ITDept: Hi, this is the IT department at the IRS. Thank you for using GChat for your support session. How can we help you?
LLerner: This is Lois Lerner. Wondering about the missing e-mails from 2009 to 2011.
ITDept: Right. As we mentioned, we’re working on those. Can you tell us a little about your process when sending and receiving e-mail correspondence?
LLerner: Sure. Happy to help. This whole thing has really been a mess. Can’t believe what people are saying about me. Just amazing. Like I would erase e-mails that contained sensitive or incriminating evidence. Ridiculous, right? I mean, LOL, am I right?
LLerner: Am I right? LOL? ROTFLMAO?
ITDept: Sorry, Ms. Lerner. We had a short delay as the system backed itself up. As you say, it is indeed ridiculous what people are saying about the missing e-mails. Especially because we can probably get them all back with a little bit of effort.

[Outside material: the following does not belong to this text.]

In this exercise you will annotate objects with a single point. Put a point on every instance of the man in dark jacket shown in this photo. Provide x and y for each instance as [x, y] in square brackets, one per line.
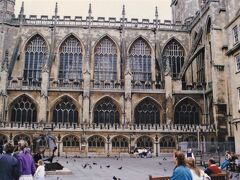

LLerner: Oh, good. Good. Good good good. Phew. Load off my mind.
ITDept: So, how can I help you?
LLerner: Wait. So the system keeps backing itself up? Even these IT support chats?
ITDept: Oh yes. Happens roughly every 60 seconds. That way we know for sure that nothing is ever truly lost. Just a matter of following the trail to where it’s archived.
LLerner: Oh, super! Super to hear!
ITDept: So, in your particular case, we’re right now just trying to find the mirror site that all e-mail backups go to. We designed the system to have lots of redundancy –
LLerner: That sounds like the federal government! LOL!
ITDept: Yes, LOL.
LLerner: So should I turn my computer off and turn it on again?
ITDept: No, that wouldn’t be a good idea.
LLerner: Because I’d lose all of my data? I did that, you know. I did that a lot between 2009 and 2011. Maybe that’s what happened. Oh well! We tried! I just turned off my computer! Thanks for helping. Guess there’s no way to retrieve those e-mails. Damn. Oh well.
ITDept: Actually, that wouldn’t mean a loss of data. Just an interruption in the data-fingerprint chain. We can still find the e-mails.
LLerner: Oh thank God! Wait. I spilled coffee on my keyboard a few times during that period. That must have been it! I would hit “send” and then be so clumsy I’d spill my coffee all over the place! Damn! It was my klutziness all along! I feel like such a fool. Thanks for helping, but I guess it’s impossible to find those e-mails.
ITDept: Well, if you hit “send” first, the e-mails are still there, in the backup archives and probably the client server.
LLerner: Backup archives? Archives plural? What the hell are you doing over there?
ITDept: We’re just following standard procedure, ma’am. Archives of archives. Backups of backups. And so far, nothing you’ve said leads me to believe that your e-mails are truly lost.
LLerner: Well, that’s good news, huh?
ITDept: Certainly is!
LLerner: Well, what would it take? To erase them, I mean? What would it take?
ITDept: Gosh, Ms. Lerner, that’s almost impossible to answer. The truth is, and I know this is ironic, but the only foolproof way an e-mail can ever be “lost” is if it’s never sent in the first place.
LLerner: Can we go with that, then?
LLerner: Can we just say that between 2009 and 2011, the reason that no e-mails can be found is because I didn’t send any?
ITDept: You didn’t send any e-mails for two years?
LLerner: What can I say? I’m a pen-and-ink freak. I’m old school. What the kids call “Original Gangsta.” When I want to talk to someone, I dip my pen in the inkwell and I scratch out a letter.
ITDept: I’m sorry?
LLerner: Don’t be sorry. We’ve solved the mystery. The reason there are no e-mails is because there were no e-mails. I’m a Luddite. I’m flustered by all of these newfangled computer doodads and whatnot. I don’t log into my modem with my browser cookie or whatever! I don’t surf the online second life! I don’t have a Facebook or a Tweeter! You want to talk to me? Pick up the phone! I’m a lady who lives IRL!
ITDept: But then why did you have a computer at all? And why are there mail headers on the server from all of those e-mails if you didn’t send any?
LLerner: Why is there anything? Why is there war? Why is there hepatitis? See where we go when we keep asking “Why”? We go in circles. Why can’t we find that Malaysian plane? Why can’t we breathe underwater? Why did a low-level IT contractor get audited by the IRS for 17 years in a row? Why? So many whys, don’t you think? I mean, LOL, right?
LLerner: Lulz, am I right?
LLerner: You there?
ITDept: I think I understand now, Ms. Lerner.